Naquela primeira vez experimentou sentimentos terríveis. Mas engoliu o vômito de seu nojo. Os trinta dinheiros lhe ajudariam.
E se deu ao primeiro "cliente" por trinta dinheiros por mais algumas dezenas de vezes. Mas já na primeira vez, encarou aquilo como um "trabalho" e estava pensando em diversificar a atividade até que conseguisse um emprego decente que lhe possibilitasse viver com certo conforto.
Começou a frequentar boates. E porque era um raio de sol de linda no esplendor de seus vinte anos de idade, tornou-se rapidamente uma das mais requisitadas. E já não eram mais os trinta dinheiros. Voltava pra casa no final das madrugas com o corpo e as entranhas dilacerados. Mas na bolsa de grife cara habitavam centenas de dinheiros. Talvez milhares. Poderia alimentar o filho e quem sabe até ajudar mais alguém.

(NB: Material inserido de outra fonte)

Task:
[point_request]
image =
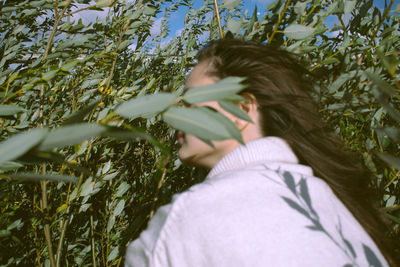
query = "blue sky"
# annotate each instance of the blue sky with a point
(177, 21)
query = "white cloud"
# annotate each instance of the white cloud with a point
(178, 32)
(156, 27)
(88, 16)
(262, 1)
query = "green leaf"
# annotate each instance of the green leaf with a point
(87, 187)
(9, 165)
(124, 45)
(80, 114)
(122, 189)
(234, 110)
(298, 32)
(19, 144)
(230, 4)
(104, 3)
(226, 122)
(390, 159)
(71, 135)
(119, 208)
(18, 223)
(196, 122)
(220, 90)
(234, 26)
(49, 75)
(8, 110)
(145, 106)
(113, 254)
(69, 65)
(40, 177)
(148, 10)
(349, 6)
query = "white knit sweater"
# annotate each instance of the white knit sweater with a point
(257, 207)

Desenvolveu um mecanismo de defesa do ego específico para todo aquele turbilhão. Seria apenas um "trabalho". Uma atividade remunerada com tempo pré estabelecido. O telefone tocava. O "cliente" marcava e combinavam o preço. Combinavam em qual alcova se encontrariam. Ela ia. Fazia. Recebia o preço de sua alma. Pronto. Tudo se terminava em uma hora. Com sorte em duas, pois dai o preço dobrava. Voltava pra casa e pra sua vida onde tinha nome próprio. Pensava que tinha que cuidar em não confundir seu próprio nome com o nome de trabalho que adotara.
E assim se deu. Atendia nas 24 horas do dia. E eram 5, 6, 10 sessões de puro êxtase sexual a cada 24 horas. Para os "clientes". Para ela era 1 hora (duas, com sorte) de pura figuração e com o tempo tornou-se uma perfeita "profissional". Aquilo era o seu "trabalho".

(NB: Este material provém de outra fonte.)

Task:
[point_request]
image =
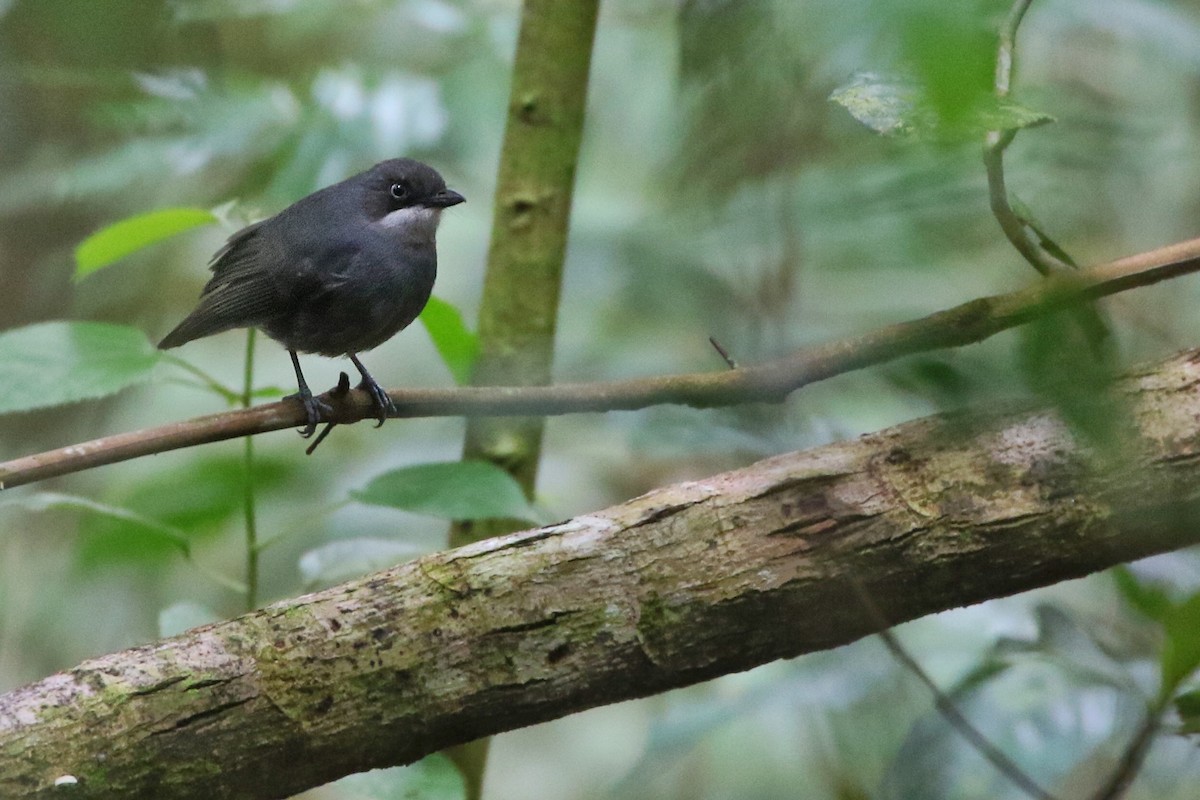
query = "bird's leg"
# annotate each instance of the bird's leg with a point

Durante uma década viveu equilibrando-se na corda bamba de sombrinha. Afinal tinha uma vida com família e amigos e tinha uma vida paralela que ninguém sabia. E deus o livre se alguém descobrisse ... Teve que conviver com a mentira e tornou-se também "profissional" na mentira. Aprendeu o difícil ofício. Tornou-se "expert" na arte de seduzir. Mas cada vez que "trabalhava" sentia que seu próprio sangue ia congelando... e congelando... e congelando...
E quando ele apareceu na sua vida ela já não tinha sangue nas veias. Era um gelo.... talvez (??) um pouco derretido porque ele era envolvente, mas ainda assim um gelo...

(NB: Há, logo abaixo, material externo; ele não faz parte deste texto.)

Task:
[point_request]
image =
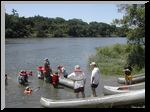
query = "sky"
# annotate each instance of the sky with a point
(87, 12)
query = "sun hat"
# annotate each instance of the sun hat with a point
(77, 68)
(59, 66)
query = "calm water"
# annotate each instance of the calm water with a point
(29, 53)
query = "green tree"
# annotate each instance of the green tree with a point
(134, 19)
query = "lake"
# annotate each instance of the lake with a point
(27, 54)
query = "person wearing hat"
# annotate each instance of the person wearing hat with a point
(28, 90)
(47, 70)
(128, 76)
(79, 79)
(62, 71)
(95, 77)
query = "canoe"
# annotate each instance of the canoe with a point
(103, 101)
(66, 82)
(136, 79)
(110, 90)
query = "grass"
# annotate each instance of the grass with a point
(112, 59)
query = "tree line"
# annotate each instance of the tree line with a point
(38, 26)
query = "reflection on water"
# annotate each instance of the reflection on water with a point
(29, 53)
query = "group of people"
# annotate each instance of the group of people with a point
(78, 76)
(80, 79)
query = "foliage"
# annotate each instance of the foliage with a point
(38, 26)
(134, 19)
(112, 59)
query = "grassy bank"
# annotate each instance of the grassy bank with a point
(112, 59)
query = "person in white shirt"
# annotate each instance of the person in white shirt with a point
(79, 79)
(95, 77)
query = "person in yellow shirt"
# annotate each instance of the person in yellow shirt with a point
(128, 76)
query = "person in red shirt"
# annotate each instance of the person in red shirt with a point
(55, 79)
(47, 71)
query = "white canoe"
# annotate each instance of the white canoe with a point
(136, 79)
(110, 90)
(103, 101)
(66, 82)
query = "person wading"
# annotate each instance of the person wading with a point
(95, 77)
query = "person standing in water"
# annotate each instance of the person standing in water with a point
(95, 78)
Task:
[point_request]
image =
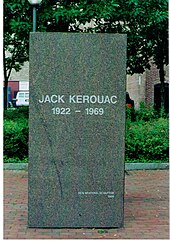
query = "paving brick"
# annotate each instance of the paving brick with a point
(146, 210)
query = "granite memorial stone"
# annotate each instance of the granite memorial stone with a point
(77, 130)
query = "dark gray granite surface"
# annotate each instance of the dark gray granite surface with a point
(77, 130)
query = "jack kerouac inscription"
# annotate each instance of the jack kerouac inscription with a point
(77, 130)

Contou a verdade (no fundo apenas uma pequena parte da verdade). Ele aceitou. Fizeram juras. Ela não cumpriu. Ele não cumpriu em contrapartida. Brigaram. Ofenderem-se:
- Cretino! Mentiroso! Enrolador!
- Mentirosa! Meretriz! Cretina!
Ele matou-se.
Ela seguiu a vida... Corpo e entranhas dilaceradas e escravizadas pelo difícil ofício.... Corpo e entranhas que sequer existiam mais... Era só uma máquina. Uma máquina e uma alma escravizada pelo vil metal dos trinta dinheiros...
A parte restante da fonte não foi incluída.